A common solution is to use the face from a PCap session but use audio-driven animation to animate the tongue, increasing the realism and making a more immersive experience. For example, in Hogwarts Legacy, WB Avalanche produced the upper facial animation from PCap but used Speech Graphics' audio-driven animation to generate the lip sync. They used this approach for all of their gold cut scenes. However, they used audio-driven animation on its own for all their silver and bronze cut scenes, which were the vast majority of the animations. This approach allowed them to fully localize across hundreds of thousands of lines of dialogue across eight languages while maintaining believable emotional expression and dialectically accurate lip-sync.

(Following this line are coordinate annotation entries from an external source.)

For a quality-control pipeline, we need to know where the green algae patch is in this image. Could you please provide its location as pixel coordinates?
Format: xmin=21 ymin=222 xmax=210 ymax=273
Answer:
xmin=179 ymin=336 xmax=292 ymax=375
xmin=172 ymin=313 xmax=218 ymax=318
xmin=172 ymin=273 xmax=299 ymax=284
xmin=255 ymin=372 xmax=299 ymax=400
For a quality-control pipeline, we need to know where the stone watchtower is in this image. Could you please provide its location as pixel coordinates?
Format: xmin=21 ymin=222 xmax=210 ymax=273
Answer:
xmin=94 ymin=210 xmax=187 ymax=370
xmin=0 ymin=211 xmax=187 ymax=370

By reducing the need to animate at the keyframe level by hand, the Avalanche team was able to focus their efforts on fine-tuning the experience to maximize engagement and immersive storytelling.
A weighted blend between both systems can also be used, giving the animator a choice between PCap and audio-driven in every frame. Although this is a labor-intensive process, it allows the animator to fine-tune every last detail of the face for unparalleled accuracy. This was the approach taken by Naughty Dog in The Last of Us Part 2.
As you can see, all the facial animation approaches have their pros and cons, and which one animators choose will be based on their budget and priorities. While PCap can provide incredible likeness, it is expensive, less flexible, and runs into difficulties with the mouth. On top of that, it does not offer real-time options and is difficult to scale or localize to different languages. While single-camera phone capture offers affordability and near-real time, its reliance on one camera means it falls short in lip sync accuracy and may not be the best option for gaming studios.
Speech Graphics has developed some of the most advanced audio-driven animation that is on the market today. It is flexible and scalable, creates precise and realistic lip sync, and can be localized to languages with ease. Furthermore, it can be used in combination with PCap to enhance different parts of the face, creating an overall better experience.